Кто-то сказал, что Бог мертв. И в этот миг грех лег в руки человека. Люди и раньше грешили самостоятельно, но отпускал грехи теперь не Господь, а хозяева смертной плоти, такие же люди.

Вот что очаровало меня в Люции. Мы оба грешники, лишенные прощения. Оба одержимы виной перед мертвыми.

И я решил рассказать о своем грехе.

Или, как я теперь понимаю, – немного признаться в любви.

4

«Мать страдает?» – спросил я.

«Есть ли та, кто страдает…» – ответил доктор.


Трупы девочки с размозженной головой и мальчика с вывалившимися от стрельбы в спину кишками, поджаренных, точно окорочка, деревенских жителей, убитых мною «целей первого порядка», то есть разжигателей геноцида.

Когда я вернулся из усеянной мертвыми телами Центральной Азии в Вашингтон, с дорожного происшествия прошло уже три дня. Я, впрочем, не волновался: спокойно выслушал старшего по званию и отправился в больницу.

Мать сбил старый добрый «Кадиллак», один из тех, на которых не стоят устройства безопасного вождения, почти обязательный атрибут любого автомобиля XXI века. Розовый. Казалось бы, готовый анекдот, но приходилось мирится с реальностью: мать сбил дурацкий розовый «Кадиллак». Еще больший идиотизм, что за рулем сидело пьяное тело. В автомобиль не установили даже дурацкий анализатор, который полощет уши водителю, чтобы не садился за руль в таком виде. И вот автомобиль под управлением синюшного мозга вылетел на тротуар и воспользовался обретенной свободой, чтобы сбить, помимо моей матери, еще трех-четырех человек. Удивительно, что в нашей стране вообще остались такие водители. В конечном итоге, как закономерный итог ничем не ограниченной езды, этот талант остановился лишь тогда, когда влетел на перекрестке в нормальных водителей. В тот же миг оборвалась и жизнь алкаша.

Мама успела умереть. Когда приехала скорая, она уже не дышала, а на подъезде в больницу остановилось и сердце.

Однако потом ожила. Применили все меры, подключили к аппаратам.
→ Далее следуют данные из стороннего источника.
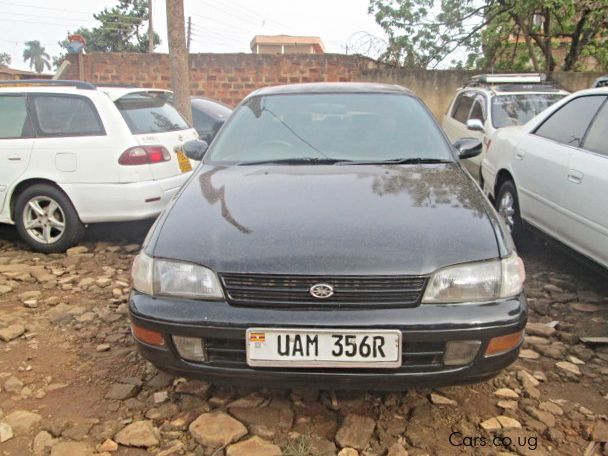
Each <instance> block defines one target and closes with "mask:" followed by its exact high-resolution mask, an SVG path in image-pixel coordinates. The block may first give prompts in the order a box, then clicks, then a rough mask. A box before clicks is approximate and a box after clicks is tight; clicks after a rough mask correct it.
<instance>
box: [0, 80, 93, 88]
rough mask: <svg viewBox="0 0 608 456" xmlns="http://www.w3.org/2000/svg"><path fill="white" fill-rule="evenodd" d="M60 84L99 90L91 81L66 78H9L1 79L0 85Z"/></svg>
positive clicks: (41, 84) (3, 85)
mask: <svg viewBox="0 0 608 456" xmlns="http://www.w3.org/2000/svg"><path fill="white" fill-rule="evenodd" d="M30 85H32V86H58V87H76V88H77V89H83V90H97V87H95V86H94V85H93V84H91V83H90V82H85V81H72V80H65V79H12V80H11V79H9V80H4V81H0V87H4V86H6V87H10V86H15V87H27V86H30Z"/></svg>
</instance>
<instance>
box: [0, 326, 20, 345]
mask: <svg viewBox="0 0 608 456" xmlns="http://www.w3.org/2000/svg"><path fill="white" fill-rule="evenodd" d="M24 332H25V327H24V326H23V325H20V324H14V325H10V326H9V327H7V328H4V329H0V340H3V341H4V342H9V341H11V340H13V339H16V338H17V337H19V336H20V335H21V334H23V333H24Z"/></svg>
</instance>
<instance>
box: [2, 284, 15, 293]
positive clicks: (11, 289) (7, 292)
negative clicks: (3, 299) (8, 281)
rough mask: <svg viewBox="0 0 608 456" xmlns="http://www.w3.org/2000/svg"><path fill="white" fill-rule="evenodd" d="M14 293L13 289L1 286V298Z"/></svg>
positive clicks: (3, 286) (9, 286) (7, 287)
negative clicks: (12, 292) (6, 295)
mask: <svg viewBox="0 0 608 456" xmlns="http://www.w3.org/2000/svg"><path fill="white" fill-rule="evenodd" d="M11 291H13V287H11V286H9V285H0V296H2V295H5V294H7V293H10V292H11Z"/></svg>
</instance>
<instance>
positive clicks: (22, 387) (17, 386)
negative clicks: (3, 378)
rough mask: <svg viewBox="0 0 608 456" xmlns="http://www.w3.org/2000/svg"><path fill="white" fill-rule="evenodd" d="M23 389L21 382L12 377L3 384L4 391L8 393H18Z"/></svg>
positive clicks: (22, 384) (14, 377)
mask: <svg viewBox="0 0 608 456" xmlns="http://www.w3.org/2000/svg"><path fill="white" fill-rule="evenodd" d="M22 388H23V382H22V381H21V380H19V379H18V378H17V377H15V376H14V375H11V376H10V377H9V378H8V379H6V381H5V382H4V389H5V391H7V392H9V393H18V392H20V391H21V389H22Z"/></svg>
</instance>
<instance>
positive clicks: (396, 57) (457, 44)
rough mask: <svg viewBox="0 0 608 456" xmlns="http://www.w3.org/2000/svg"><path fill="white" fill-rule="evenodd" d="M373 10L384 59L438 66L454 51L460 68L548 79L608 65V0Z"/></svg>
mask: <svg viewBox="0 0 608 456" xmlns="http://www.w3.org/2000/svg"><path fill="white" fill-rule="evenodd" d="M369 11H370V13H371V14H374V16H375V18H376V21H377V22H378V24H380V26H381V27H382V28H383V29H384V30H385V31H386V33H387V35H388V37H389V44H388V47H387V50H386V52H385V55H384V58H385V59H387V60H388V61H391V62H394V63H399V64H401V65H405V66H409V67H418V68H435V67H437V65H439V64H441V63H442V62H445V59H446V58H447V57H448V56H449V55H450V54H452V52H453V51H454V50H456V49H462V50H464V52H465V53H466V57H465V58H464V59H462V60H461V61H459V62H455V63H457V64H459V65H460V66H462V67H469V68H471V67H476V68H479V67H482V68H483V67H495V66H509V65H511V67H512V69H524V68H521V67H526V68H525V69H535V70H536V71H541V70H544V71H545V72H546V73H547V74H548V75H550V74H551V73H552V72H553V70H554V69H556V68H558V67H560V68H561V69H563V70H566V71H568V70H575V69H578V66H579V63H580V59H581V57H584V56H593V57H595V58H596V59H598V60H599V61H600V62H606V61H607V60H608V59H607V58H606V51H605V49H606V46H605V45H606V41H607V40H606V37H607V32H608V14H607V13H608V0H550V1H546V0H545V1H543V0H526V1H521V0H462V1H461V0H438V1H435V0H370V6H369ZM558 55H560V56H562V55H563V58H562V57H560V58H558ZM530 67H531V68H530Z"/></svg>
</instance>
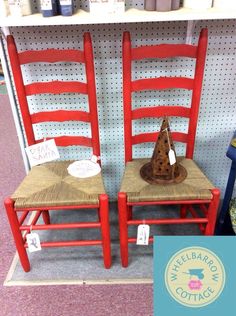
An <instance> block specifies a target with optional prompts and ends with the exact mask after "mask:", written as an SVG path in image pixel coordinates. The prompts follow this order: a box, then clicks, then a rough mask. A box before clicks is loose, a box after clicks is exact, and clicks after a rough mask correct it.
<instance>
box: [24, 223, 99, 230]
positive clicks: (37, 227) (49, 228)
mask: <svg viewBox="0 0 236 316" xmlns="http://www.w3.org/2000/svg"><path fill="white" fill-rule="evenodd" d="M99 227H101V224H100V223H98V222H97V223H95V222H81V223H66V224H48V225H24V226H21V227H20V230H28V231H30V229H32V230H60V229H74V228H99Z"/></svg>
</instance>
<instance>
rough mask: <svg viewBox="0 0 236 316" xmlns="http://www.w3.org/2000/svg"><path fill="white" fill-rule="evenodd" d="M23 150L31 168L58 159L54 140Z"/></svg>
mask: <svg viewBox="0 0 236 316" xmlns="http://www.w3.org/2000/svg"><path fill="white" fill-rule="evenodd" d="M25 150H26V153H27V156H28V159H29V163H30V166H31V167H33V166H37V165H40V164H42V163H45V162H48V161H52V160H55V159H58V158H60V155H59V152H58V149H57V146H56V143H55V140H54V139H50V140H47V141H45V142H42V143H39V144H35V145H32V146H29V147H26V148H25Z"/></svg>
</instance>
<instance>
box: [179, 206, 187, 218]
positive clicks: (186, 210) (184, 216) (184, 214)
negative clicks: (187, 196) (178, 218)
mask: <svg viewBox="0 0 236 316" xmlns="http://www.w3.org/2000/svg"><path fill="white" fill-rule="evenodd" d="M186 217H187V205H180V218H186Z"/></svg>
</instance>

Маме оказали такое же самое передовое боевое лечение, что и нам на поле боя, экстренно подлатали поврежденные органы. Наномашины остановили микрокровотечения, снова забилось сердце.

Она хотела, чтобы я сам решал, жить ей или умереть. Отомстила за то, что избрал опасную стезю военного.

Да, по границе жизни и смерти бродила не кто иная, как моя мать. Впрочем, в нашей профессии слишком много смерти, чтобы я стремглав бросился в больницу. Я слишком привык к израненным телам. Из близких у меня уже безвременно скончался отец, от детской онкологии – друг. Словом, уже не первый человек уходил у меня на глазах, так с чего бы теперь-то вдруг переживать и суетиться?

Я не бежал. Сел на самолет в городе, где нас расквартировали, и полетел в Вашингтон. Там поймал такси и не пробежал ни шага до больницы. Да, грустил, но, как ни жестоко это прозвучит, я не воспринимал несчастье как внезапный удар судьбы: в моих глазах всему миру и всем его явлениям свойственна внезапность, и катастрофа лишь в очередной раз доказала уже известный факт. Все в мире случается неожиданно. Невозможно постоянно удивляться.